Recently I was watching the NBA playoffs, and I saw a segment featuring six-time All-Star Paul George of the Los Angeles Clippers. He was sharing how being sequestered away in the NBA “Bubble” had caused him to suffer depression. For him, these feelings were unanticipated. He then went on to share how he got some counseling and felt better. You would think that someone who has battled depression, panic attacks, and suicidal thoughts as much as I have would have had sympathy for him. I didn’t at first.
My first thought was, “you’re a multi-millionaire, what do you have to be depressed about?” I then went on to think about how military members are sent on deployments and remote assignments and are separated from their families for months, even up to a year at a time. Then the Holy Spirit reminded me of Deion Sanders, a Hall of Fame Football player who played for the Falcons, Niners, Cowboys, Redskins, and Ravens.
Years ago, I watched Deion Sanders’ testimony in which he shared that all the fame of being known as “Prime-Time,” and winning multiple Super Bowls weren’t enough to make him happy. He said he won a second Super Bowl, and shortly after, he was depressed. He later went on to attempt suicide.

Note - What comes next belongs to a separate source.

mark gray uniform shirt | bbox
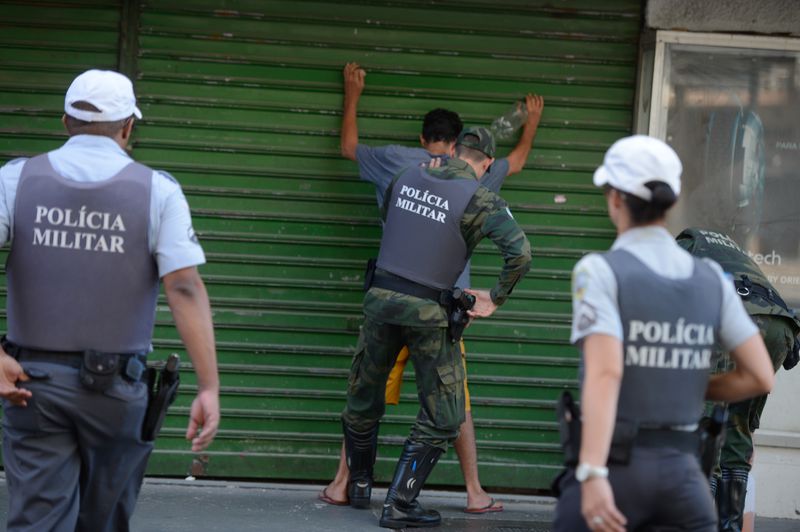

I had no right to look at what Paul George had materially and say that he had less of a right than I did to experience depression, especially during COVID-19. I had to repent. A similar thing happened when Skip Bayless, co-host of Fox Sports’ “Undisputed” criticized Dak Prescott for going public with his battle with depression:
“Bayless criticized Dallas Cowboys quarterback Dak Prescott for revealing on an upcoming episode of “In Depth with Graham Bensinger” that he dealt with depression and began experiencing anxiety in the early stages of the coronavirus shutdown. Then in mid-April his older brother, Jace, died by suicide, which brought a new wave of emotions. Bayless said that while he has sympathy for those with clinical depression, he has no sympathy for Prescott because as quarterback of “America’s team” he’s supposed to be a leader of men.
“I have deep compassion for clinical depression, but when it comes to the quarterback of an NFL team, you [Shannon Sharpe] know this better than I do, it’s the ultimate leadership position in sports, am I right about that?” Bayless said on “Undisputed”. “You are commanding an entire franchise… And they’re all looking to you to be their CEO, to be in charge of the football team.
“Because of all that, I don’t have sympathy for him going public with, ‘I got depressed,’ ‘I suffered depression early in COVID to the point that I couldn’t even go work out.’ Look, he’s the quarterback of America’s team ...
“The sport that you play, it is dog eat dog. It is no compassion, no quarter given on the football field. If you reveal publicly any little weakness, it can affect your team’s ability to believe in you in the toughest spots and it can definitely encourage others on the other side to come after you.”
Do not listen to Skip Bayless.
A leader of men does what Prescott did. Being vulnerable does not make Prescott less of a leader. For locker rooms that constantly preach “family,” it could bring his teammates closer and lead to a new level of respect, and perhaps to some of them revealing their own bouts with depression, whether brief or ongoing.
You know, being human. Showing love and support to one another, like families do.
For far too long, men in particular have suffered through mental illness in silence because of toxic attitudes like Bayless’s, and this is especially acute in the Black community where for too long mental health discussions have been stigmatized or met with a recommendation to “pray more” in lieu of getting help from a professional, which results in Black Americans seeking mental health about half as often as others (lack of health insurance contributes as well).” (Young, 2020)
Skip Bayless’ comments and my thoughts couldn’t have had any worse timing. This is National Suicide Prevention Week. I know as well as anyone that prolonged sadness and despair can lead to suicide. I was a person who, as a child, was in the same house as someone who attempted suicide. I know better than to take the topic of depression and prolonged sadness lightly. I also had a high school classmate that committed suicide in mid-life.
When you read the statistics for African American men, there is no question that we should be providing even greater support for these men when they take the brave step of coming forward and asking for help. It should be applauded, not ridiculed. The support and encouragement that we provide to those in our circle of influence could save someone’s life.
Thank you Paul George, Dak Prescott, Deion Sanders, and the many other brave men and women in various fields for being honest about your mental health struggles!